A 1H and 15N NMR investigation through two-dimensional and three-dimensional spectroscopy has been performed on the reduced form ([Fe4S4]2+) of the recombinant high-potential iron-sulfur protein (HiPIP) I from Ectothiorhodospira halophila expressed in Escherichia coli. [Fe4S4]2+ clusters in proteins are paramagnetic with a relatively low mu eff of about 0.8 mu B/iron ion, but the paramagnetic effects on nuclear relaxation are so strong as to yield T1 values of a few milliseconds and linewidths of hundreds of hertz for the nuclei closet to the paramagnetic center. Despite these features, 71 out of 73 residues were identified, most of which were assigned completely as far as proton resonances are concerned; as many as 68 residues could be assigned without any reference to the existing X-ray structure. A total of 88% of all protein protons and 58 out of 69 peptide HN nitrogen signals were assigned. To the best of our knowledge, this is the most extensive 1H assignment of a paramagnetic protein to date. Protons sensitive to the proximity of the cluster were assigned through suitable NOE spectroscopy experiments. Three out of the four coordinated cysteines were assigned, and two residues have been identified whose peptide HN protons give rise to H bonds with coordinated sulfur atoms. The inter-residue NOE cross peaks are in qualitative agreement with the secondary and tertiary structure as obtained from the available X-ray crystallographic analysis of the wild-type protein at 250-pm resolution. It is therefore shown that the expressed protein is properly folded and that it is a reliable model for the wild-type protein. These data are meaningful for the detection of structural differences among mutants in future studies.
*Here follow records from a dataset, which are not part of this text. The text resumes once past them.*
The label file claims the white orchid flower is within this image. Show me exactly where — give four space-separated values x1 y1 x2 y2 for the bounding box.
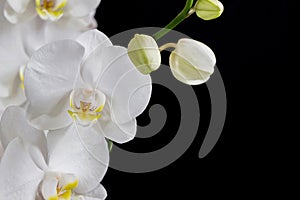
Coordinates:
0 106 109 200
1 0 101 24
24 30 152 143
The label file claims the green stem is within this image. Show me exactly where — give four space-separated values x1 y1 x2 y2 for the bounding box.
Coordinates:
153 0 194 40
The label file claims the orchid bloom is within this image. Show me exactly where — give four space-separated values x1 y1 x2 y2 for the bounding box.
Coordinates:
0 0 99 114
24 30 152 143
0 106 109 200
1 0 100 24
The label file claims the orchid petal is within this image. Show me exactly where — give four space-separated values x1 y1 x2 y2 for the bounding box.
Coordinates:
4 1 36 24
84 184 107 200
24 40 84 129
45 16 95 42
76 29 112 58
65 0 101 17
41 176 58 200
48 123 109 194
97 101 136 143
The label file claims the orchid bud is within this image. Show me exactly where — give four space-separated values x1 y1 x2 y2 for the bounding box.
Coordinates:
169 38 216 85
128 34 161 74
195 0 224 20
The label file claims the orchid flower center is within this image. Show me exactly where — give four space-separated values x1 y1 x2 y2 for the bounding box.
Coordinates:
19 65 26 90
38 172 78 200
68 88 106 126
35 0 67 21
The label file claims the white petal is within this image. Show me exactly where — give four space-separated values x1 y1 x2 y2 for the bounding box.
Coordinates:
97 104 137 143
0 140 4 162
76 29 112 57
7 0 31 13
24 40 84 129
45 16 95 42
48 124 109 194
19 17 48 57
170 39 216 85
65 0 101 17
0 8 28 110
4 1 37 24
0 106 47 156
81 46 152 124
0 138 44 200
41 176 58 200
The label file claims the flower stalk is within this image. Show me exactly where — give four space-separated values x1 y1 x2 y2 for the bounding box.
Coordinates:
153 0 194 41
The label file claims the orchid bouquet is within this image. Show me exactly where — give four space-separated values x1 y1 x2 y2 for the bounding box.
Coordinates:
0 0 223 200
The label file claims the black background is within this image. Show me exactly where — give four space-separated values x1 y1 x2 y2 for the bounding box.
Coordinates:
96 0 288 200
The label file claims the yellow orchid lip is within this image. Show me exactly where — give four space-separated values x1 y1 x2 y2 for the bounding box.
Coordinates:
68 88 106 126
35 0 67 21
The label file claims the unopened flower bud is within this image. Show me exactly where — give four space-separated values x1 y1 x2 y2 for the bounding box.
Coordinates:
169 38 216 85
195 0 224 20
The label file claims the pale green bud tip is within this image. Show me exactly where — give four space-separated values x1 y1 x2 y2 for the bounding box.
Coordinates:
128 34 161 74
169 38 216 85
195 0 224 20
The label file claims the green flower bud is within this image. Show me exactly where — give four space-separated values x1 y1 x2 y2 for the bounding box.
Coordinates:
195 0 224 20
128 34 161 74
169 38 216 85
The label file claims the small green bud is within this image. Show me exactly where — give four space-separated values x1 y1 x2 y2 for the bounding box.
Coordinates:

The three-dimensional structure in solution of the paramagnetic high-potential iron-sulfur protein I from Ectothiorhodospira halophila through nuclear magnetic resonance.
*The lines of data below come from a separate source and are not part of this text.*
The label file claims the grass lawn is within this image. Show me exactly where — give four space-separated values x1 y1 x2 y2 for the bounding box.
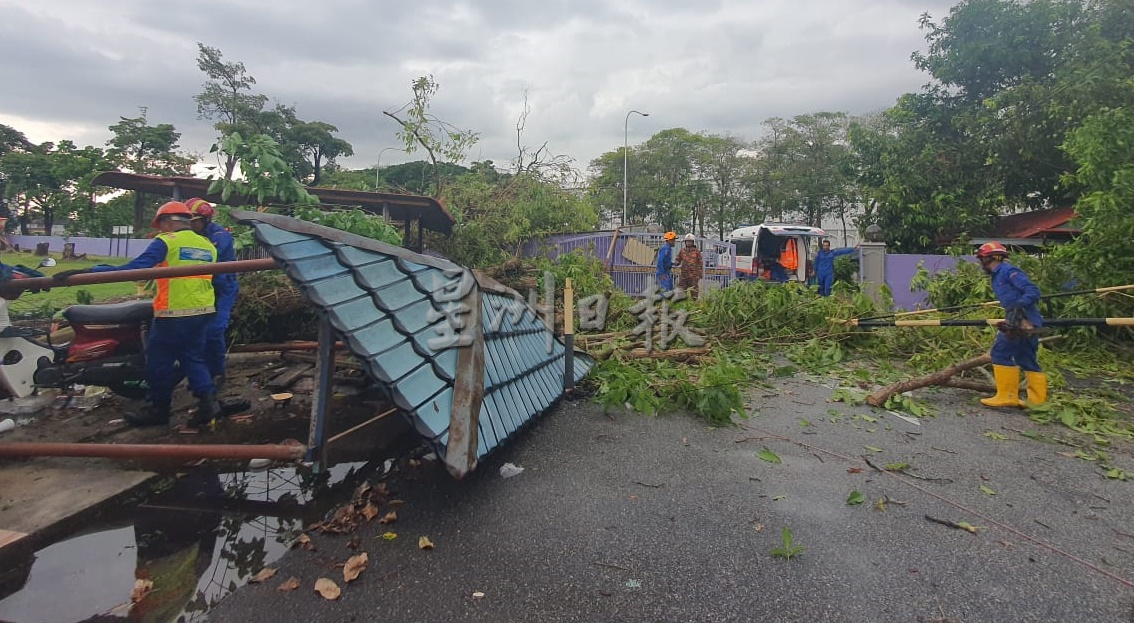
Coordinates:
0 253 146 318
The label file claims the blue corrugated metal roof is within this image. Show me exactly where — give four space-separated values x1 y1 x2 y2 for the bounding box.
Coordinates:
234 212 593 471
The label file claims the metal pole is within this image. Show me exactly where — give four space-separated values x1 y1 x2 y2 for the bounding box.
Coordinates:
374 148 398 192
305 314 335 465
0 443 307 461
623 110 650 226
858 284 1134 320
0 258 280 294
843 318 1134 327
564 277 575 392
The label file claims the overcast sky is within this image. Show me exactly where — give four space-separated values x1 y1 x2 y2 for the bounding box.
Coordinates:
0 0 954 174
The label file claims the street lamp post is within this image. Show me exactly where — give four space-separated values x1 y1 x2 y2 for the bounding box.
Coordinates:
623 110 650 226
374 148 401 192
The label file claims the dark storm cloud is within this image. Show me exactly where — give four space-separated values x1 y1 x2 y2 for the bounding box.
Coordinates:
0 0 949 167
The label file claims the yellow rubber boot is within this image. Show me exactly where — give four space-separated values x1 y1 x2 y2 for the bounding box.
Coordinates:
981 364 1022 406
1024 372 1048 406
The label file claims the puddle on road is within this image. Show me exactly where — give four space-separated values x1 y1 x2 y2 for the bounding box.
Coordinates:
0 463 381 623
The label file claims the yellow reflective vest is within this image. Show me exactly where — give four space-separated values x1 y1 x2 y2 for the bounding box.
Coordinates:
153 229 217 318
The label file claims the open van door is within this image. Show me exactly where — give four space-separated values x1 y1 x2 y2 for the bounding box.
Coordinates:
728 224 827 283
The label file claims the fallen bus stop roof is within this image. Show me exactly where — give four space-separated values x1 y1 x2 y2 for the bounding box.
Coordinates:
92 171 455 235
231 211 593 477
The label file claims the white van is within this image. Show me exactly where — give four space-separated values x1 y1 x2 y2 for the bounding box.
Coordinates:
721 222 827 283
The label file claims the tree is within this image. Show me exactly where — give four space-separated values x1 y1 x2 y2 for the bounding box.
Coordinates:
697 135 755 239
0 141 107 235
756 112 856 227
193 42 268 179
1056 0 1134 289
107 107 193 231
913 0 1086 210
382 76 480 196
849 94 1000 253
0 124 32 227
438 166 598 268
286 121 354 186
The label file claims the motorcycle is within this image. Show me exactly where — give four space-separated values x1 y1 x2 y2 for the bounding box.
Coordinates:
0 258 252 416
0 301 153 399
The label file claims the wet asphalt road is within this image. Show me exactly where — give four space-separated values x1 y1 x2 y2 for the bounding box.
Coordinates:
210 379 1134 623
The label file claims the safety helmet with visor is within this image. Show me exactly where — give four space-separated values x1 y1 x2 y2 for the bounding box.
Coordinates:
150 201 193 229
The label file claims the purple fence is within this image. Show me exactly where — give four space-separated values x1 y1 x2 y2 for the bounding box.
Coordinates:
8 234 150 258
521 231 736 295
886 253 974 310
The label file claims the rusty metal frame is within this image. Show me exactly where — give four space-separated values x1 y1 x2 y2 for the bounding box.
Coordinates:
304 314 335 464
445 270 484 478
229 210 462 270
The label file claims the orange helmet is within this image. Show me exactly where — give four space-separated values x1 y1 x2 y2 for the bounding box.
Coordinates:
185 196 217 219
976 242 1008 259
150 201 193 229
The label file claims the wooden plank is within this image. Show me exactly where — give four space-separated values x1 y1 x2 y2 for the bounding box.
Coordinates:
266 363 314 390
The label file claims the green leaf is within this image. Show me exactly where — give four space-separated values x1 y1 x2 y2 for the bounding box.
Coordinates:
756 448 782 463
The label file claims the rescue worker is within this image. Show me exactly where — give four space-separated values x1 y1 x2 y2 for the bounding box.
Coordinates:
976 242 1048 406
657 231 677 292
54 201 221 428
674 234 703 300
185 197 240 387
814 239 858 296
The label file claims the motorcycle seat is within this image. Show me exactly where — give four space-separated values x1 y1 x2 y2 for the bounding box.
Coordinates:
64 301 153 325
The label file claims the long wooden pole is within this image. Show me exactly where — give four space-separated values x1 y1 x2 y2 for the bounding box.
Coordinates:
0 258 280 295
858 284 1134 321
845 318 1134 327
0 441 307 461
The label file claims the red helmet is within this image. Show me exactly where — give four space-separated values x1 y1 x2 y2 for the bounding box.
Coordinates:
976 242 1008 258
150 201 193 229
185 196 217 219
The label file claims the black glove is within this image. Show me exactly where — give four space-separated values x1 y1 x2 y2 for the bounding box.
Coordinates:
51 268 91 281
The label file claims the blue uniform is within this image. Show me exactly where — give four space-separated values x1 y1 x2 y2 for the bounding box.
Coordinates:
91 233 217 407
815 249 858 296
658 243 674 292
991 262 1043 372
202 222 240 377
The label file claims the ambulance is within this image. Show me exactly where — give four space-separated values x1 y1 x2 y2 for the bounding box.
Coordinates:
720 222 827 283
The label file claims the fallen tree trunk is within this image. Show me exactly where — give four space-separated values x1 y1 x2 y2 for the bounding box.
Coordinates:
866 336 1061 406
945 379 996 394
866 353 992 406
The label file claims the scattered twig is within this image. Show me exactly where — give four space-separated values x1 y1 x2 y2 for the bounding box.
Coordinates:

The three-dimensional structure in solution of reduced recombinant high-potential iron-sulfur protein iso-I from Ectothiorhodospira halophila was determined using 948 relevant interproton NOEs out of the 1246 observed NOEs. The determination was accomplished using the XEASY program for spectral analysis and the distance geometry (DG) program DIANA for generation of the structure as described by Wüthrich [Wüthrich, K. (1989) Acc. Chem. Res. 22, 36-44]. The FeS cluster was simulated using an amino acid residue constructed for the present work from a cysteinyl residue with an iron and a sulfur atom attached to the terminal thiol. The family of structures obtained from distance geometry were subjected to energy minimization and molecular dynamics simulations using previously defined force field parameters. The quality of these structures at each stage of the refinement process is discussed with respect to the dihedral angle order parameter and the root-mean-square deviation of the atomic coordinates. The latter values for the backbone atoms vary from 67 pm for the distance-geometry structures to 60 pm for the energy-minimized structures to 51 pm for the structures subjected to restrained molecular dynamics. Finally, the structure in best agreement with the NOE constraints has been further treated with extensive restrained molecular dynamics in water. The solution structure is well defined and is very similar to the available X-ray structure. We do not know of any previous determination of the structure of a paramagnetic protein in solution by NMR. The effect of paramagnetism on the quality of the structure determination is discussed.